Lunes, 29/08/2011 (1)

A las siete han sonado un par de alarmas en el albergue Montana Vandrerhjem. Ya estaba despierto. He dormido bien, pero que haya tanta gente en la misma habitación… y eso que ninguno roncaba seriamente. Vuelvo a bajar de la litera dejándome los pies en el intento. ¿Por qué ponen los peldaños de las literas como tubos de madera? La gente deja los zapatos abajo y los tubos se clavan en la planta de una forma muy dolorosa.

No hay nadie en recepción hoy tampoco cuando bajamos, pero sí está el desayuno. Más fiambre y quesos. Hoy no hay huevos, pero sí yogurt casero. Eso pone el cartelito. Se les ha ido un poco la mano y está demasiado ácido, aunque nada que una buena cantidad de azúcar no pueda arreglar.

Al salir del comedor le pedimos a la de recepción que nos reserve esta noche en el albergue de Flåm. Ningún problema. Después de hablar un poco entre ellas le pasa el teléfono a Sara para que se pongan de acuerdo.

Tienen habitación doble con baño dentro. Casi me da igual lo que cueste. Después de dormir en un dormitorio de 18, una privada con baño es un sueño. Son algo más de 700 NOK, casi cien euracos. Nos la quedamos. Ya escribiremos a los de Voss diciéndoles que no podemos ir. Le ha dicho a Sara que si llegamos después de las seis que le llamemos. La idea es visitar Bergen y llegar a Flåm en tren desde Myrdal después de haber parado en Voss. Será imposible que lleguemos antes de las seis. La del albergue dice que el último tren llega antes de las siete. Más prisa para verlo todo, aunque ayer nos pareció que había hasta más tarde.

La parada del autobús para el centro es la misma en la que nos bajamos ayer. No sabemos si habrá otra, lo que nos obliga a preguntar al conductor cuando llega. Es la misma parada para la ida y para la vuelta.  No para exactamente en la estación de tren, pero lo bastante cerca como para que no merezca la pena coger otro. Aquí el billete también dura para una hora y media. Tenemos que rodear el lago Lungegårdsvannet para llegar.

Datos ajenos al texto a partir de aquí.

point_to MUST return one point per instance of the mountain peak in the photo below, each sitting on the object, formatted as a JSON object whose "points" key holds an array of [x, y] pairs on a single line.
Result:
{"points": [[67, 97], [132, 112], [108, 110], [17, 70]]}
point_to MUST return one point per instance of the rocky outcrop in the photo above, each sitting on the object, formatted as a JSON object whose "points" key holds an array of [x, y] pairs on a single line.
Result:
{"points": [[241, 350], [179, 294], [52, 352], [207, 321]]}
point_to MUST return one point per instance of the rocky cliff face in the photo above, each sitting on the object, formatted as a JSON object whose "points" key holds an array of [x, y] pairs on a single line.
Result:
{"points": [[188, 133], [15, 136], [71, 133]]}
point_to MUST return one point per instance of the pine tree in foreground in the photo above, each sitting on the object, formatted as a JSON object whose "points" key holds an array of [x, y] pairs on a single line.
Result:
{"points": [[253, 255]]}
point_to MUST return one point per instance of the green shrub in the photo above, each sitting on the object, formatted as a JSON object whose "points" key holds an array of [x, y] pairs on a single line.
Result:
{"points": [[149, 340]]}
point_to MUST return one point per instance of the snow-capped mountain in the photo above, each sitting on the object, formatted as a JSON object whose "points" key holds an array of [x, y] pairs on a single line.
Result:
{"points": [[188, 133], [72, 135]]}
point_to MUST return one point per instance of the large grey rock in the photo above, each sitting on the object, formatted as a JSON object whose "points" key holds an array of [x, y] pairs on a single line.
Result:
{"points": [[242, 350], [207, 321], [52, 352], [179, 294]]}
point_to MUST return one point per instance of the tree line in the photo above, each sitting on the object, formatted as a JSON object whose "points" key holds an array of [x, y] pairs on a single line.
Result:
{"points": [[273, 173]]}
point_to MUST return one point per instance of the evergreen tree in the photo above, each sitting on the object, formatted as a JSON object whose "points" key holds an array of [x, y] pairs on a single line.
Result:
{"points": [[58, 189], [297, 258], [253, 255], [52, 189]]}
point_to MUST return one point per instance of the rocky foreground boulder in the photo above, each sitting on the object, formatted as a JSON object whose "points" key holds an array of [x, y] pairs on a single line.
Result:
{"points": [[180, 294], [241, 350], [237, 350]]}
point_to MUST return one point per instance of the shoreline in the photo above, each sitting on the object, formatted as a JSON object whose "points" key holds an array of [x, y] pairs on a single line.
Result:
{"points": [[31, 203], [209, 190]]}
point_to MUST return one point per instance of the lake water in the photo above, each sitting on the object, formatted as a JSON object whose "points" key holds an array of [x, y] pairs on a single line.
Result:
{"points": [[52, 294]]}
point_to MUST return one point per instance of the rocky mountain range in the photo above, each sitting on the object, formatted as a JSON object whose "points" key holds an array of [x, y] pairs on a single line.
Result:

En la estación nos encontramos con unas máquinas de venta de billetes. Aquí habla todo el mundo inglés, pero con una máquina –que está en español– siempre es más fácil entenderse. Estudiamos los horarios de los trenes desde Bergen a Voss y desde Voss a Myrdal. Por último, para estar seguros de que luego podremos coger el Flåmsbana (inglés) miramos este trayecto también. El Flåmsbana es el tren entre Myrdal y Flåm, uno de los trenes con más desnivel del mundo  –recorre una espiral con tres giros hasta llegar a la costa–En la máquina no aparece Flåm sólo Fla. Pensamos que es lo mismo, pero las horas que tarda desde Myrdal hasta Fla son demasiadas. Hay una taquilla al lado y se impone el contacto humano.

La de la taquilla nos dice que en la máquina no se venden billetes a Flåm. Los vende sólo ella. Le contamos nuestro plan. Llegar a Myrdal para coger el Flåmsbana habiendo parado antes en Voss. Por supuesto, la idea es coger el Myrdal-Flåm con luz. Se trata de uno de los trenes más espectaculares de Europa y no queremos hacer el recorrido de noche.

Nos dice que la mejor opción es coger el tren a Voss a las 11.10. Ya lo habíamos visto, pero eso nos deja con poco más de dos horas para ver Bergen y nos parece poco. El siguiente sale de Bergen a las 13.10, después de dos horas en Voss, cogeremos otro (17.10) a Myrdal que llegará a las 18.00 y una vez allí el Flåmsbana saldrá a las 18.28, llegando a Flåm a las 19.29. Todo por poco más de mil NOK entre los dos. Ya nos parecen poco estas cantidades pero hablamos de más de 130 euros.

La del albergue de Flåm dijo que no podríamos llegar después de las siete porque el último tren llegaba antes. Pues tiene la información poco actualizada, porque llegamos a las 19.29 y no es el último. Habrá que llamar para avisar y también escribir, si encontramos internet, al albergue de Voss para decirles que no llegamos. Podríamos casi ir en persona en las dos horas que estaremos allí, pero tampoco nos parece lo más adecuado.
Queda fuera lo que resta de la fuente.